Emira proposes Transcend buyout to prevent shareholding dilution, value loss
JSE-listed Emira Property Fund has proposed a general offer to real estate investment trust (Reit) Transcend Residential Property Fund shareholders to acquire all the shares in Transcend that it does not already own.
Transcend, with a residential-only property portfolio, listed on the JSE’s AltX in 2016 and migrated to the main board in 2020. Emira, in 2018, secured a strategic minority stake in Transcend to expand its investment in residential property and enhance portfolio diversification.
Emira’s general offer is a liquidity event for all existing shareholders at a clean share price of R5.38 per Transcend share – representing a 17% premium on the recent vendor placement price of R4.60, which most legacy shareholders declined to take up.
This one-off liquidity event also represents a 12% premium to the effective R4.80 clean closing price of July 8, Emira states.
The clean share price will be escalated by an estimated distribution accrual per share for the applicable distribution period up until the finalisation date of the offer.
Emira has assets totalling R12.6-billion, including 77 directly held properties valued at R9.8-billion in South Africa.
Emira has already received irrevocable undertakings from 16.7% of Transcend’s existing shareholders to support the general offer. Should Competition Commission approval be obtained and the general offer run its course, this would effectively give Emira a minimum 57.4% stake in Transcend.
Since its initial investment in Transcend, Emira says it has played a “pivotal and almost exclusive role” in providing capital to fund its growth, thereby increasing its equity in Transcend.
Most recently, Emira was one of only a few legacy shareholders to follow their rights in Transcend’s R156-million equity raise through an underwritten vendor placement in December 2021. This investment, together with a small stake acquired in an off-market trade from a major financial institution, increased Emira’s stake in Transcend to a pre-offer level of 40.69%.
However, since Transcend’s listing, Emira says the company’s ability to grow has stalled with significant changes in the nature and dynamics of equity capital markets, particularly in South Africa. As such, Emira says Transcend is now restricted to issuing new equity at a substantial discount to net asset value (NAV), thereby diluting existing shareholders.
Further, Emira says Transcend’s ability to raise equity capital stuttered in December 2021, highlighted by its R156-million capital raising, where Emira was required to subscribe for an amount greater than its proportionate share.

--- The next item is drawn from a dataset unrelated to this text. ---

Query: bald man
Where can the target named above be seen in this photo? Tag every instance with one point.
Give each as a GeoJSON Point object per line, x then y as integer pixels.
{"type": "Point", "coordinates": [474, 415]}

Following this, Emira says it will not support the issue of further equity at a discount to NAV, thereby making Transcend’s listing, originally intended to access affordable equity capital on an efficient basis, no longer a viable or conducive means to raise significant equity.
In addition, Transcend already has a relatively high loan-to-value ratio for a Reit, at 44.9%.

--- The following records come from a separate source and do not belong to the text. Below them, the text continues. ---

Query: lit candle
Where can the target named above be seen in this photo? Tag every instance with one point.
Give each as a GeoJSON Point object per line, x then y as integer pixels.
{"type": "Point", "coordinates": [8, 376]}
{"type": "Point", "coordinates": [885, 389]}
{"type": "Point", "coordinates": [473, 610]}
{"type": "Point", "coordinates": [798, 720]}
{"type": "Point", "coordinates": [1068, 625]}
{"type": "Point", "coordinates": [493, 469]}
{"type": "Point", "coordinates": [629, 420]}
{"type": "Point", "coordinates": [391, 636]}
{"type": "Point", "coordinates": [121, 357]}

Emira says these factors severely constrain Transcend’s ability to grow by adding residential assets.
Transcend also faces fundamental obstacles deterring a broader universe of institutional investors. Emira says Transcend has a highly illiquid small capitalisation with less than 0.9% of its issued shares trading over the last three months.
Further, its external management company structure is “unpopular” within the investment community, states Emira.
Emira CEO Geoff Jennett says the company “firmly believes” that operating Transcend in the unlisted environment is the only realistic alternative for the future, given its limitations. “Controlling it as an Emira subsidiary makes sense from a cost, access to capital and investor interest perspective.”
He adds that Emira sees no benefit to maintaining two listed entry points into Transcend’s assets, which the company strongly believes will be better served in an Emira-controlled subsidiary where it is able to support the assets and prospects of Transcend without having to further increase its gearing or raising more equity as a discount to NAV.
“Emira is not supportive of Transcend issuing new equity capital to the extent that it results in a dilution of either Emira’s shareholding in Transcend or its NAV a share, which, other than via increasing the loan-to-value ratio, is the only way to meaningfully fund acquisitive growth,” says Jennett.
He explains that the transaction achieves more than shifting Emira’s indirect investment in Transcend’s assets into a directly-held residential-to-let property portfolio.
“By taking Transcend in-house, Emira would realise value for shareholders by adding the advantage of critical mass, removing cost duplication on a corporate level, enabling better access to capital and driving increased stakeholder value.”
At the same time, Jennett says Emira will honour existing management arrangements with IHS for continuity of operations across the Transcend assets.
Emira has posted the necessary cash guarantees with the Takeover Regulation Panel for the value of the full offer. It used a new specific R500-million facility from Rand Merchant Bank and available cash.
Proceeds from Emira’s planned sale of its stake in Enyuka will be used to settle this new facility and support its ongoing capital recycling programme.